When the crust was cool enough to handle, we picked it up just to show you the back side. It is nicely browned.
Top with whatever you like. Don't overload the crust with toppings - this will result in a soggy pizza. We used a cheese blend that included mozzarella, provolone and cheddar. Use your favorite brand of pizza sauce or use your own homemade sauce.
Return the pizza to the oven to finish baking. It will take 15 - 18 minutes depending on the toppings you have chosen.
(recipe from King Arthur Flour)
1 1/2 cups King Arthur Gluten-Free Multi-Purpose flour
2 tablespoons buttermilk or nonfat dry milk powder
1 tablespoon sugar or honey
1 teaspoon baking powder
3/4 teaspoon salt
1 teaspoon xanthan gum
1 1/2 teaspoons instant yeast
1 cup warm water
2 tablespoons olive oil (for dough)
2 tablespoons olive oil (parchment or pan)
Place the dry ingredients (except yeast) into a large mixing bowl; the bowl of your stand mixer is perfect. Mix until thoroughly blended.
Place the warm water, olive oil, yeast and about 1/2 cup of the dry mixture into a small bowl. Stir to combine; a few lumps are OK. Set aside for 30 minutes or so, until the mixture is bubbly and smells yeasty.
Add this mixture to the dry ingredients, and beat on medium-high speed for 4 minutes. The mixture will be thick and sticky; if you've ever applied spackling compound to a wall, that's exactly what it'll look and feel like. Note: you must use a stand mixer or electric hand mixer to make this dough; mixing by hand doesn't do a thorough enough job.
Cover the bowl, and let the dough rest for 30 minutes or so.
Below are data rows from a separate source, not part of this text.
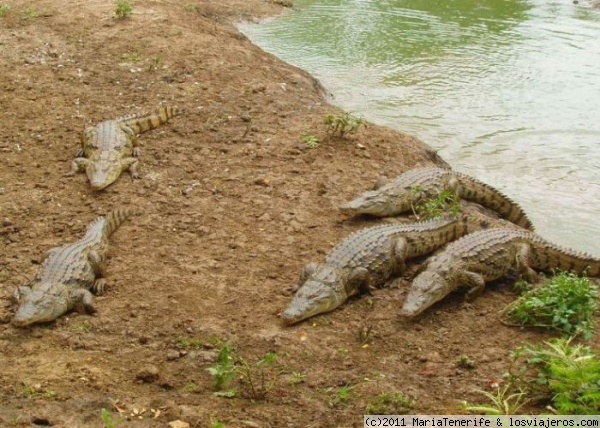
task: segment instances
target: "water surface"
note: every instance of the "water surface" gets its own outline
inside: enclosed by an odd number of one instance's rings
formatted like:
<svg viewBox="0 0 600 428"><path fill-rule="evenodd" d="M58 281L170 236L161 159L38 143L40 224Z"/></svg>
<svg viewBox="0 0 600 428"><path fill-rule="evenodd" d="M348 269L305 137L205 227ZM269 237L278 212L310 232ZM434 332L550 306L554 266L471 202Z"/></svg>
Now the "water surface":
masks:
<svg viewBox="0 0 600 428"><path fill-rule="evenodd" d="M600 12L547 0L296 0L241 30L342 108L416 135L538 232L600 256Z"/></svg>

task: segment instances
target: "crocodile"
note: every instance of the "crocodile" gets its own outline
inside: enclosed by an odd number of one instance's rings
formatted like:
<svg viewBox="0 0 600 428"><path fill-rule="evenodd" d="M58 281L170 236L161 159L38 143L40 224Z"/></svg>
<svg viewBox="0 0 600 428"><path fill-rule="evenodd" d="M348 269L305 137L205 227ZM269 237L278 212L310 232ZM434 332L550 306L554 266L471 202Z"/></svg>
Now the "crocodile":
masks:
<svg viewBox="0 0 600 428"><path fill-rule="evenodd" d="M413 318L459 287L467 299L477 297L485 283L512 269L534 282L537 272L554 270L600 276L600 259L559 247L523 229L494 228L466 235L427 261L413 280L400 315ZM535 269L535 270L534 270Z"/></svg>
<svg viewBox="0 0 600 428"><path fill-rule="evenodd" d="M496 211L525 229L534 230L523 209L498 190L466 174L438 167L408 170L343 204L340 209L353 215L394 216L410 211L421 200L434 197L442 190L452 191L462 199Z"/></svg>
<svg viewBox="0 0 600 428"><path fill-rule="evenodd" d="M82 147L65 175L85 171L94 190L114 183L126 169L138 178L136 135L155 129L180 113L177 107L160 107L152 113L123 116L87 127L81 134Z"/></svg>
<svg viewBox="0 0 600 428"><path fill-rule="evenodd" d="M302 269L296 294L281 318L293 324L330 312L353 295L383 286L404 272L408 259L442 247L470 227L468 217L461 216L354 232L329 252L324 263L309 263Z"/></svg>
<svg viewBox="0 0 600 428"><path fill-rule="evenodd" d="M90 290L100 294L105 289L108 237L131 214L126 209L112 211L91 223L81 240L51 249L33 281L13 294L18 304L13 325L50 322L76 307L96 312Z"/></svg>

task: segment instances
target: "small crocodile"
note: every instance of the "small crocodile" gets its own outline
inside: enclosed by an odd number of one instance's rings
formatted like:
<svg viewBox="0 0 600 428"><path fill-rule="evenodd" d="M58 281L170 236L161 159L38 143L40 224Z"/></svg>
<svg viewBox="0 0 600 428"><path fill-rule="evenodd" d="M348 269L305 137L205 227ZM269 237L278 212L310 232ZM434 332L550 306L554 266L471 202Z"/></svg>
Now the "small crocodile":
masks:
<svg viewBox="0 0 600 428"><path fill-rule="evenodd" d="M468 218L373 226L351 234L321 264L309 263L300 273L297 292L281 314L293 324L329 312L349 297L383 286L402 274L408 259L427 254L469 228Z"/></svg>
<svg viewBox="0 0 600 428"><path fill-rule="evenodd" d="M105 120L87 127L81 134L82 147L65 175L85 171L94 190L114 183L126 169L133 178L138 178L136 135L157 128L180 113L176 107L160 107L152 113Z"/></svg>
<svg viewBox="0 0 600 428"><path fill-rule="evenodd" d="M13 325L49 322L77 306L94 313L90 290L104 291L108 237L130 215L129 210L112 211L90 224L81 240L51 249L35 279L15 290L13 299L19 307Z"/></svg>
<svg viewBox="0 0 600 428"><path fill-rule="evenodd" d="M472 299L484 290L486 282L505 276L512 268L531 282L537 277L534 269L600 276L600 259L559 247L526 230L474 232L427 261L426 269L414 279L400 315L415 317L463 286L468 288L466 297Z"/></svg>
<svg viewBox="0 0 600 428"><path fill-rule="evenodd" d="M477 202L533 230L521 207L498 190L466 174L438 167L411 169L376 190L364 192L340 209L348 214L394 216L410 211L421 200L434 197L441 190L450 190L460 198Z"/></svg>

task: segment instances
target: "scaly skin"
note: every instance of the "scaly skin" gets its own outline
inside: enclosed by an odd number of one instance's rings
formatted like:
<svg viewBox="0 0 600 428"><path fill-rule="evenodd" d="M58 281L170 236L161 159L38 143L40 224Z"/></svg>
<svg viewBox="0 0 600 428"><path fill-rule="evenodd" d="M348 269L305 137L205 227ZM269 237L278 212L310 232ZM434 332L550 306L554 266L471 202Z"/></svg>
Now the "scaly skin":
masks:
<svg viewBox="0 0 600 428"><path fill-rule="evenodd" d="M137 178L136 135L158 128L180 113L176 107L160 107L149 114L124 116L86 128L81 135L82 148L66 175L85 171L94 190L114 183L126 169Z"/></svg>
<svg viewBox="0 0 600 428"><path fill-rule="evenodd" d="M600 259L556 246L526 230L474 232L427 262L426 270L414 279L400 315L415 317L459 287L467 287L467 298L472 299L483 292L486 282L505 276L512 268L532 282L535 270L600 276Z"/></svg>
<svg viewBox="0 0 600 428"><path fill-rule="evenodd" d="M322 264L309 263L296 295L281 314L293 324L329 312L360 291L383 286L408 259L427 254L467 233L466 217L369 227L336 245ZM476 226L479 228L480 226Z"/></svg>
<svg viewBox="0 0 600 428"><path fill-rule="evenodd" d="M128 210L113 211L90 224L81 240L50 250L32 283L15 290L19 307L13 325L49 322L78 305L95 312L90 290L104 290L108 237L130 215Z"/></svg>
<svg viewBox="0 0 600 428"><path fill-rule="evenodd" d="M410 211L421 200L450 190L477 202L529 230L533 226L521 207L493 187L466 174L438 167L411 169L376 190L364 192L340 209L348 214L389 217Z"/></svg>

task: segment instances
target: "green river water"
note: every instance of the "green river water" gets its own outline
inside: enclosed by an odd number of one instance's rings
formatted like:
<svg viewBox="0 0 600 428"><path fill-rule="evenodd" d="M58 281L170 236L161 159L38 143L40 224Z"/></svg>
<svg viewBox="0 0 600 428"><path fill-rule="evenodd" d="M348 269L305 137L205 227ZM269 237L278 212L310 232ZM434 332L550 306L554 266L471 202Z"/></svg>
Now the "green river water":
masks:
<svg viewBox="0 0 600 428"><path fill-rule="evenodd" d="M600 10L583 1L295 0L240 29L600 257Z"/></svg>

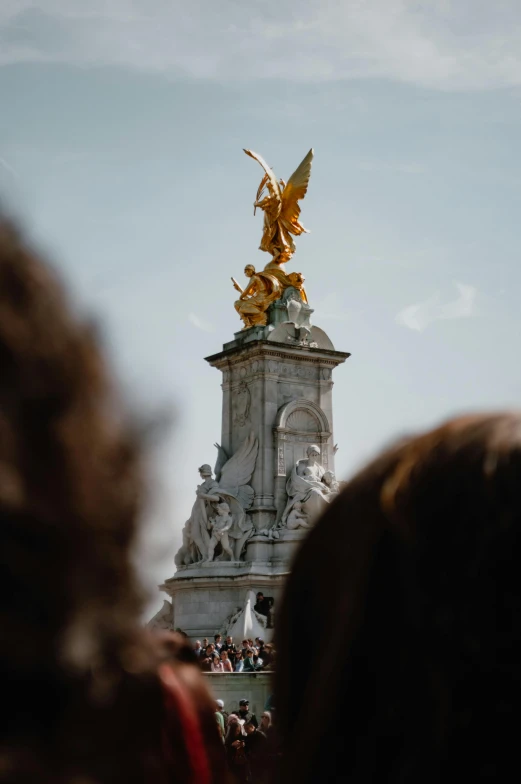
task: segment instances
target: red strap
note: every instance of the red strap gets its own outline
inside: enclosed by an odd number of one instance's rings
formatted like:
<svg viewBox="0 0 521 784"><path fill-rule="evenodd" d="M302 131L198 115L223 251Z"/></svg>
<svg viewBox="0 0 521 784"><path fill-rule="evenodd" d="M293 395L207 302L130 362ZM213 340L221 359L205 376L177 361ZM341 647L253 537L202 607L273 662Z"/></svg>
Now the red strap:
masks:
<svg viewBox="0 0 521 784"><path fill-rule="evenodd" d="M159 677L167 688L168 696L173 698L179 714L183 741L193 773L193 783L211 784L212 776L201 723L190 692L169 664L160 665Z"/></svg>

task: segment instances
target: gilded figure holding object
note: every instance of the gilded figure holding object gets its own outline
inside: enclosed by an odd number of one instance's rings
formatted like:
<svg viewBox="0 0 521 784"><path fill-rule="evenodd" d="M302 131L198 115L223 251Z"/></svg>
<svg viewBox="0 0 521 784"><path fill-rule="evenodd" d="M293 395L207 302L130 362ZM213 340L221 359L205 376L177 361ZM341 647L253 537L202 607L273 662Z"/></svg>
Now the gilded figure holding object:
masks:
<svg viewBox="0 0 521 784"><path fill-rule="evenodd" d="M244 152L260 163L265 171L253 205L254 214L257 207L264 212L264 229L259 248L272 255L269 266L280 267L289 261L295 252L293 236L307 233L307 229L299 221L298 203L308 189L313 150L308 152L287 183L277 180L273 170L258 153L252 150ZM265 188L268 189L268 194L262 198Z"/></svg>

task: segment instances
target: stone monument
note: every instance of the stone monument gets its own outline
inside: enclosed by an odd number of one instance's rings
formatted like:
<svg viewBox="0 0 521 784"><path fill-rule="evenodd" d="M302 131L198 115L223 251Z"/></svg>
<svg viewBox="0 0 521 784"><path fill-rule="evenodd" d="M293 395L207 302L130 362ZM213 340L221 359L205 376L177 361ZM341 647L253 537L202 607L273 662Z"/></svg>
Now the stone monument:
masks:
<svg viewBox="0 0 521 784"><path fill-rule="evenodd" d="M243 328L206 358L221 372L221 443L214 468L198 469L177 571L160 586L171 604L153 619L192 638L246 623L269 639L272 614L260 612L262 603L251 606L251 592L262 592L276 613L299 543L338 492L332 374L349 354L336 351L311 323L302 273L285 271L293 236L306 231L298 202L313 151L287 183L259 155L245 152L264 169L254 209L264 212L260 250L271 260L259 272L246 265L244 289L232 278Z"/></svg>

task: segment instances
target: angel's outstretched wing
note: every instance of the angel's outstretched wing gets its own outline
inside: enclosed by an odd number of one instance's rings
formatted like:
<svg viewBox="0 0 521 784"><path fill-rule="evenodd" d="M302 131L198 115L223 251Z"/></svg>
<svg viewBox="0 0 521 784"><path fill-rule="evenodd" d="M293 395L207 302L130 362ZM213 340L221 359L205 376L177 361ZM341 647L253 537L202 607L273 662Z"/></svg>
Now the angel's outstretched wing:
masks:
<svg viewBox="0 0 521 784"><path fill-rule="evenodd" d="M295 228L298 227L298 234L300 234L302 231L306 231L303 226L298 224L298 216L300 215L300 207L298 206L298 202L306 195L309 177L311 174L312 160L313 149L308 152L298 169L293 172L288 180L288 184L282 192L281 217L285 218L288 223L291 223L294 226L297 224Z"/></svg>
<svg viewBox="0 0 521 784"><path fill-rule="evenodd" d="M244 150L244 152L246 153L246 155L249 155L250 158L253 158L255 161L260 163L260 165L262 166L262 168L266 172L266 177L263 178L261 186L266 181L266 178L270 181L270 184L271 184L271 186L273 188L273 193L277 197L277 200L279 202L279 212L280 212L280 207L282 205L282 201L281 201L282 193L281 193L281 190L280 190L279 182L278 182L277 178L275 177L273 169L270 169L270 167L268 166L268 164L266 163L264 158L262 158L258 153L253 152L253 150ZM309 177L308 177L308 179L309 179ZM259 188L259 191L257 191L257 197L259 196L259 192L261 190L262 190L262 188Z"/></svg>
<svg viewBox="0 0 521 784"><path fill-rule="evenodd" d="M247 485L255 468L258 451L259 441L252 432L222 467L219 486L237 493L239 487Z"/></svg>

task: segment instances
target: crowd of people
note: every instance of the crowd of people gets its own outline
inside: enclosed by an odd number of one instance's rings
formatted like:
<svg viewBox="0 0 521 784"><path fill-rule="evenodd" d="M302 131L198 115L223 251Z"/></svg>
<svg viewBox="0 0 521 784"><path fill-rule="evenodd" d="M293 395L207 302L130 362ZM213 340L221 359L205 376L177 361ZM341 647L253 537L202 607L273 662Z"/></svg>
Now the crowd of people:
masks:
<svg viewBox="0 0 521 784"><path fill-rule="evenodd" d="M213 642L205 637L196 640L194 653L203 672L258 672L272 670L275 664L275 647L260 637L243 640L237 646L233 637L216 634Z"/></svg>
<svg viewBox="0 0 521 784"><path fill-rule="evenodd" d="M228 769L237 784L268 784L278 768L280 755L273 712L260 717L250 711L246 698L230 713L217 700L216 720L226 750Z"/></svg>
<svg viewBox="0 0 521 784"><path fill-rule="evenodd" d="M0 784L518 780L521 414L402 438L329 505L277 611L275 735L244 700L221 725L200 672L273 648L143 628L144 429L1 219L0 366Z"/></svg>

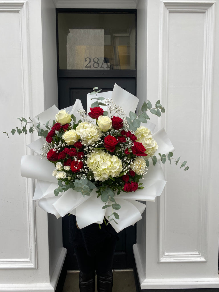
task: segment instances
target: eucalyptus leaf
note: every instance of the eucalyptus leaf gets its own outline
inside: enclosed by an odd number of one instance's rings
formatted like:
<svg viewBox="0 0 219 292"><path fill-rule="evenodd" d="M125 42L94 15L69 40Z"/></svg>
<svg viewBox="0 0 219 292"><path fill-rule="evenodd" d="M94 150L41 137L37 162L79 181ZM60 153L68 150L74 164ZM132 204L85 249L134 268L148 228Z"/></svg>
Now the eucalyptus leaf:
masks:
<svg viewBox="0 0 219 292"><path fill-rule="evenodd" d="M175 162L175 164L176 164L176 165L177 165L177 164L180 161L180 157L179 157L179 158L178 159L177 159L177 160L176 160L176 162Z"/></svg>
<svg viewBox="0 0 219 292"><path fill-rule="evenodd" d="M152 107L152 105L151 104L151 102L148 100L147 101L147 108L148 110L150 110Z"/></svg>
<svg viewBox="0 0 219 292"><path fill-rule="evenodd" d="M142 112L146 112L147 110L147 105L146 102L144 102L144 103L141 107L141 110Z"/></svg>
<svg viewBox="0 0 219 292"><path fill-rule="evenodd" d="M112 207L112 206L111 205L106 205L105 206L104 206L103 207L102 207L102 209L106 209L107 208L108 208L108 207Z"/></svg>
<svg viewBox="0 0 219 292"><path fill-rule="evenodd" d="M157 110L155 110L155 109L152 109L151 110L150 110L150 111L153 114L157 115Z"/></svg>
<svg viewBox="0 0 219 292"><path fill-rule="evenodd" d="M157 114L158 117L159 118L161 115L161 113L159 109L157 109Z"/></svg>
<svg viewBox="0 0 219 292"><path fill-rule="evenodd" d="M147 124L147 120L150 120L150 118L147 115L146 112L143 112L138 116L138 119L142 123Z"/></svg>
<svg viewBox="0 0 219 292"><path fill-rule="evenodd" d="M115 203L112 204L112 206L115 210L119 210L121 208L121 206L119 204Z"/></svg>
<svg viewBox="0 0 219 292"><path fill-rule="evenodd" d="M58 189L55 189L54 190L54 194L55 196L56 197L59 194L59 191Z"/></svg>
Preheat the oven to 425 degrees.
Drizzle 2 tablespoons olive oil onto the center of a baking sheet or 12" round pizza pan. Scrape the dough from the bowl onto the puddle of oil.
Using wet fingers, start at the center of the dough and work outwards, pressing it into a 12" to 14" circle.
Let the dough rest, uncovered, for 15 minutes.
Bake the crust for 8 to 10 minutes, just until it's set; the surface will look opaque, rather than shiny.
Remove from the oven and top with whatever you like. Return to the oven to finish baking, about 10 to 15 minutes depending on the toppings you've chosen.
Remove from the oven and serve warm.
Yield: one 12" to 14" pizza.
Directions for baking in a cast iron skillet
(The Cooking School at Jungle Jim's)
We wondered if the crust would be crispier if we baked it in a cast iron skillet. The result was a crispy crust similar to the one we baked on parchment paper on top of a pizza stone. Using a cast iron skillet would be a good alternative if you don't own a pizza stone.
Put a tablespoon or 2 of olive oil in the 12" skillet. We sprinkled some Spike seasoning for a garlic-y tasting crust.
Scrape the dough into the prepared skillet and using wet fingers or an offset spatula, press the dough outwards to form a 10" or so circle. Let the dough rest, uncovered, in the skillet for 15 minutes.
Place the skillet into the preheated 425 degree oven.
Bake for 8 to 10 minutes. The crust will look opaque rather than shiny.
Slather on your favorite pizza sauce.
Sprinkle with your favorite cheese blend.
Return the pizza to the oven to finish baking, about 10 to 15 minutes depending on the toppings and how brown you like the crust. We topped our skillet pizza with paper thin slices of a delicious Italian salami called finocchiona. You can purchase finocchiona in the charcuterie department. Add the finocchiona after the pizza comes out of the oven. It just melts right on to the pizza!
We lifted the crust just to show you how nicely browned and crispy it is.
Allow the pizza to rest a couple minutes. Then slice and enjoy!
We were all surprised at how much we enjoyed this pizza. Not knowing what to expect and having experienced some not-so-good gluten-free products in the past, this pizza was really tasty. If you are on a gluten-free diet, this pizza is worth the effort. You'll satisfy your craving for pizza!